Unlocking Pain Therapeutics: How to Find the Right Target and Treatment Approach

The approval of the selective NaV1.8 inhibitor Suzetrigine for acute pain has renewed optimism for developing novel analgesics, yet the clinical failure of its successor VX993 highlights the persistent difficulty of translating promising pain targets into effective therapies. This review examines why progress has been limited and how modern human centered approaches can reshape pain drug discovery. Human genetic studies from large biobanks demonstrate that genetically supported targets have a higher likelihood of clinical success. However, for pain, the relationship between genetic association and therapeutic efficacy is complex. Rare mutations in NaV1.7 and NaV1.8 strongly validate these channels as valid pain targets, yet common variant studies reveal little association with chronic pain risk, underscoring a polygenic and pathway level architecture rather than single gene causation. Human transcriptomic atlases of dorsal root ganglia (DRG) reveal extensive redundancy across NaV channel isoforms, helping explain the modest efficacy of selective NaV1.8 inhibition and pointing toward the need for multi target or pathway wide approaches. Multiomic analyses in osteoarthritis highlight additional pain generating mechanisms, including synovial inflammation, neuroimmune interactions, metabolic dysregulation, and osteoclast activity, along with the involvement of specific nociceptor subtypes.
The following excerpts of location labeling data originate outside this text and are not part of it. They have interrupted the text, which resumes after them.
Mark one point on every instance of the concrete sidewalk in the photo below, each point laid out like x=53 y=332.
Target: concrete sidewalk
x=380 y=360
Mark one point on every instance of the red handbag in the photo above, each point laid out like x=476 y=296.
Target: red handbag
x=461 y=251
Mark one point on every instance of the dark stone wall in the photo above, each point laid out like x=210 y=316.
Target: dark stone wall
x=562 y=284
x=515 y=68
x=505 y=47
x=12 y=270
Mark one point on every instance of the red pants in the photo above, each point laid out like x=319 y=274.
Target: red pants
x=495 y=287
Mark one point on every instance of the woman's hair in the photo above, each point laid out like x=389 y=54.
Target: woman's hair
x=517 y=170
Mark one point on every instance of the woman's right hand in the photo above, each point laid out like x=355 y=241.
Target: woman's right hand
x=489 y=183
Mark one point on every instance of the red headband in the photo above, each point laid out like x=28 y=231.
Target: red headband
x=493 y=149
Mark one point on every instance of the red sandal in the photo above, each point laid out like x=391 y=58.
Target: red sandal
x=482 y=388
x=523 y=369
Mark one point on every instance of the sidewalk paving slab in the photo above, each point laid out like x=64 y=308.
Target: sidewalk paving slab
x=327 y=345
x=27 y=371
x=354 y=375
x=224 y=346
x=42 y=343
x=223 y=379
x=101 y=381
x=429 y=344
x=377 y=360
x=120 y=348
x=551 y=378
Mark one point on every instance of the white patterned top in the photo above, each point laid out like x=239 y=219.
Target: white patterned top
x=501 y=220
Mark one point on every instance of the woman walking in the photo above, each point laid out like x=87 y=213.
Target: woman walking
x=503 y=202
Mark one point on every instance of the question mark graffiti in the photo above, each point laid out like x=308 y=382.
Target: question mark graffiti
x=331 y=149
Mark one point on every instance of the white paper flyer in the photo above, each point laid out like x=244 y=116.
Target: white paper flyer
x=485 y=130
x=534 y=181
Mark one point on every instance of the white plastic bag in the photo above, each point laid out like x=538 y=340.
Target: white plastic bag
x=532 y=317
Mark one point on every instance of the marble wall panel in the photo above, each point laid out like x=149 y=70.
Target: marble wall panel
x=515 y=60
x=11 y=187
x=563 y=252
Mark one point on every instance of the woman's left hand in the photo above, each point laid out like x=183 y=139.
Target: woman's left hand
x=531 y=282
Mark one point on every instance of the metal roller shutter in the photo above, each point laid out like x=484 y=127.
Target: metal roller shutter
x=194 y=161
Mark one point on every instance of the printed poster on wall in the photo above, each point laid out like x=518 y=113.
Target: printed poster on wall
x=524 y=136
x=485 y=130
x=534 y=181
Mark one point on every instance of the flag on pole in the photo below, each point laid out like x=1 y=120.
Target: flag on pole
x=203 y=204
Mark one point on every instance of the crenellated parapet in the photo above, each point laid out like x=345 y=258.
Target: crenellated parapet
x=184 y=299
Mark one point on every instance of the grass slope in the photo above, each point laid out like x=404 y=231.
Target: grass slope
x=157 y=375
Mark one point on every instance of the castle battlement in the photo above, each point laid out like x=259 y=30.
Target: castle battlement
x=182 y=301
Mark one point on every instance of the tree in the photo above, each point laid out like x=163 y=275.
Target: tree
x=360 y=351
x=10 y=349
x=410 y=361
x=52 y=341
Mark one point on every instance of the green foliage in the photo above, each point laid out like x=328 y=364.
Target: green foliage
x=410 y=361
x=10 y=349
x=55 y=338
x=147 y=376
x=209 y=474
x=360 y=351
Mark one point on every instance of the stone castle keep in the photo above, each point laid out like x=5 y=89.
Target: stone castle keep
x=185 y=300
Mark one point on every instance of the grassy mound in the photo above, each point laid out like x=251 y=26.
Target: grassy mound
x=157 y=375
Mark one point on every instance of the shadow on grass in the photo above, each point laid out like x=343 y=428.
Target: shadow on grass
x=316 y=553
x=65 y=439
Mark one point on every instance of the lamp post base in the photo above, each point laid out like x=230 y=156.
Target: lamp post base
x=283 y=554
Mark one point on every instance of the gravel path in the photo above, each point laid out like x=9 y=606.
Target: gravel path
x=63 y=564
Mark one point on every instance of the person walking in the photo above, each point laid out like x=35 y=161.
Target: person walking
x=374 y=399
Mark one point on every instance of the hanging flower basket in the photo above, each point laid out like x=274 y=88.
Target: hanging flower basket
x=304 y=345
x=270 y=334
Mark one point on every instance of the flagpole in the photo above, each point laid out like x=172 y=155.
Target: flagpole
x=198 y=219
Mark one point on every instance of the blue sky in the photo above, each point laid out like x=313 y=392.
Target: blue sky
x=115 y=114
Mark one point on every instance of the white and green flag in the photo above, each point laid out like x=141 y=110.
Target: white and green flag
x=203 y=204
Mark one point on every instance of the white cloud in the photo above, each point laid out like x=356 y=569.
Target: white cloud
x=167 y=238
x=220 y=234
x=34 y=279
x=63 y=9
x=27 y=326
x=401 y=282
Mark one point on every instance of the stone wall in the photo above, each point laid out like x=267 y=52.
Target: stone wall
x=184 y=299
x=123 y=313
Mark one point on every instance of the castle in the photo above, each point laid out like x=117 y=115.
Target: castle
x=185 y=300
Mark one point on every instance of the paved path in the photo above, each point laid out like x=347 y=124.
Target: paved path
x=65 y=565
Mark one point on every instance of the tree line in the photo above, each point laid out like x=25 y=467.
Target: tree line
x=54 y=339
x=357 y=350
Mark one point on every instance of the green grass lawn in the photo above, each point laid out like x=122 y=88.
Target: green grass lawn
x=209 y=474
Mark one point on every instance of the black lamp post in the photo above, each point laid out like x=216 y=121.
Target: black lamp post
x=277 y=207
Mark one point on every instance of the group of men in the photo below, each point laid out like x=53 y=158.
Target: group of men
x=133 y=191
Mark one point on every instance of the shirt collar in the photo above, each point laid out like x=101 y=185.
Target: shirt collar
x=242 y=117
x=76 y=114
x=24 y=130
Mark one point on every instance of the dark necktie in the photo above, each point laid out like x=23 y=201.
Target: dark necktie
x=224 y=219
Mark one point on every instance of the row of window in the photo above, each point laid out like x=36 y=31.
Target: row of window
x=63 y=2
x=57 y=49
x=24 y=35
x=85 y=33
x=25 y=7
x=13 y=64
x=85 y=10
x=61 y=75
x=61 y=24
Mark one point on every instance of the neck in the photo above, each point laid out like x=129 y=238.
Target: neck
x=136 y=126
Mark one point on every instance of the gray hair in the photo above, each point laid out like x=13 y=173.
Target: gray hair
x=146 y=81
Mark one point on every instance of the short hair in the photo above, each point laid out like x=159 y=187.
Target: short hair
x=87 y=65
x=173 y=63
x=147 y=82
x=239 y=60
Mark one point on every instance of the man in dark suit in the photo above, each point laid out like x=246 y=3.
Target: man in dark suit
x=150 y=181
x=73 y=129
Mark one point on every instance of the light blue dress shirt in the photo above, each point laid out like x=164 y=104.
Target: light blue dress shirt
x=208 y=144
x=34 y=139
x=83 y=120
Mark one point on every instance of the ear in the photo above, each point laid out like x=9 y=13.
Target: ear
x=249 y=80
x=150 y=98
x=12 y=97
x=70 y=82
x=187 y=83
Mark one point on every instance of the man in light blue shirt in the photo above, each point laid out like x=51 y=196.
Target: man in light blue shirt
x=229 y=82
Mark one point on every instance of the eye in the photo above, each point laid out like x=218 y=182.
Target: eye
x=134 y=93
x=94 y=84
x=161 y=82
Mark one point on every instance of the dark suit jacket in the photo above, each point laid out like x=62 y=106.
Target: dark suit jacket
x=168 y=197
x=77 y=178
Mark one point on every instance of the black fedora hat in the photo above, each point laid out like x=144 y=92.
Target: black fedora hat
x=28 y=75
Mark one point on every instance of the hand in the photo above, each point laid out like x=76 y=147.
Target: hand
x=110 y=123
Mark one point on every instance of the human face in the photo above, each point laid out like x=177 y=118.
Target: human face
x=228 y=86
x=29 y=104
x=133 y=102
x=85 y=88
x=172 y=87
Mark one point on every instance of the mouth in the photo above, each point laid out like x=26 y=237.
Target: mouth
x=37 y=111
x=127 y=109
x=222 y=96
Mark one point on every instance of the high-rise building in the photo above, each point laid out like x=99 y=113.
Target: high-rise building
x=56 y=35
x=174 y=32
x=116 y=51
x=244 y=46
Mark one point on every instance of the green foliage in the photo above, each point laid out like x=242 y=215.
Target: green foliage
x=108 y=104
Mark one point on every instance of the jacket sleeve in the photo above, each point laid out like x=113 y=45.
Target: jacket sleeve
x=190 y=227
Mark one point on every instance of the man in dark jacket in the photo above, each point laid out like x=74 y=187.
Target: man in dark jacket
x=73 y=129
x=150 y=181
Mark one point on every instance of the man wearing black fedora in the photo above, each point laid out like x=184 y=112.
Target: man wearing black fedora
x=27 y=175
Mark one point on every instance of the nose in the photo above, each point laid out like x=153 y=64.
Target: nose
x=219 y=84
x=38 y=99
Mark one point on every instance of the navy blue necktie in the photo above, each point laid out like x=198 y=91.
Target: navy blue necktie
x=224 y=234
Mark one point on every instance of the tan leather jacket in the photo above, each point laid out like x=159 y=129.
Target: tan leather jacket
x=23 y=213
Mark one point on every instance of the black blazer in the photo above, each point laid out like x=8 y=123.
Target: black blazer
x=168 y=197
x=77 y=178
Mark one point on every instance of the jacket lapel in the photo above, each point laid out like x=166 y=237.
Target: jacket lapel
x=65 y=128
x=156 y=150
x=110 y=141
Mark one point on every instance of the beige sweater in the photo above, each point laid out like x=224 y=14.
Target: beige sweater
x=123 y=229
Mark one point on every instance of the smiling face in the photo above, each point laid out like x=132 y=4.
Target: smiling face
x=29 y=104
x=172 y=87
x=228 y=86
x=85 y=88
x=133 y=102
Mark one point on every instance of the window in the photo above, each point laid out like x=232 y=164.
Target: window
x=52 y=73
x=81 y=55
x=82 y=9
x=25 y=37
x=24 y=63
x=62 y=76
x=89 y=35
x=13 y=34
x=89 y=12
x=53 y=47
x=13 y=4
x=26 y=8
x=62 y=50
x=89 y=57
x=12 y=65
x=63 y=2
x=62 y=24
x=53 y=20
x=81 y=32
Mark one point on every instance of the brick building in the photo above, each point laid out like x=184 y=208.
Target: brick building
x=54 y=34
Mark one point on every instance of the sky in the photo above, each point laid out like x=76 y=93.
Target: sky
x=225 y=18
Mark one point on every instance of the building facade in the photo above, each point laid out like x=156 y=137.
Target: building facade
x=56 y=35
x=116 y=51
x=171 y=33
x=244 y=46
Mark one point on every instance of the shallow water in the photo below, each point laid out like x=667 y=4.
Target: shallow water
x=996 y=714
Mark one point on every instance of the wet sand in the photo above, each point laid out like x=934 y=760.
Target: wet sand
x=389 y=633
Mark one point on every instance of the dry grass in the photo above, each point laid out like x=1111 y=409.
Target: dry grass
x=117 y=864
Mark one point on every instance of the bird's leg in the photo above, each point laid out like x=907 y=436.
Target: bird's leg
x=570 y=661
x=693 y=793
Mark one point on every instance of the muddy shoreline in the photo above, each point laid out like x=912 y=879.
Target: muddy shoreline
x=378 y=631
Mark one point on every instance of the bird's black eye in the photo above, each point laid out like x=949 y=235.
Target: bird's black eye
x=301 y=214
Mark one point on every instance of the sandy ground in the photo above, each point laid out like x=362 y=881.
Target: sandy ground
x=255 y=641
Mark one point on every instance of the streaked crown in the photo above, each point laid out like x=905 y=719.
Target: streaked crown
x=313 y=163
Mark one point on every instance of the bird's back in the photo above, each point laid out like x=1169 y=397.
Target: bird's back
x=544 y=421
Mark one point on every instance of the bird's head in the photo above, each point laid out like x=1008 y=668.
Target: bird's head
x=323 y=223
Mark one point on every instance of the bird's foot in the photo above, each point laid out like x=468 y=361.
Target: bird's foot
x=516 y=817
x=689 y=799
Human DRG electrophysiology and PK/PD modeling show that Suzetrigine achieves high NaV1.8 target engagement yet cannot fully silence nociceptors, and that central not solely peripheral NaV1.8 channel blockade may be required for robust analgesia. This helps explain the failures of peripherally restricted NaV1.7, NaV1.8 and TRPA1 channel blockers. Despite limitations, animal models remain essential for capturing integrated physiological responses and active drug metabolites not evident in vitro. Together, these findings support a more rigorous framework for target validation, integrating human genetics, multiomics, electrophysiology, and translational pharmacology to guide the development of next generation of pain therapeutics.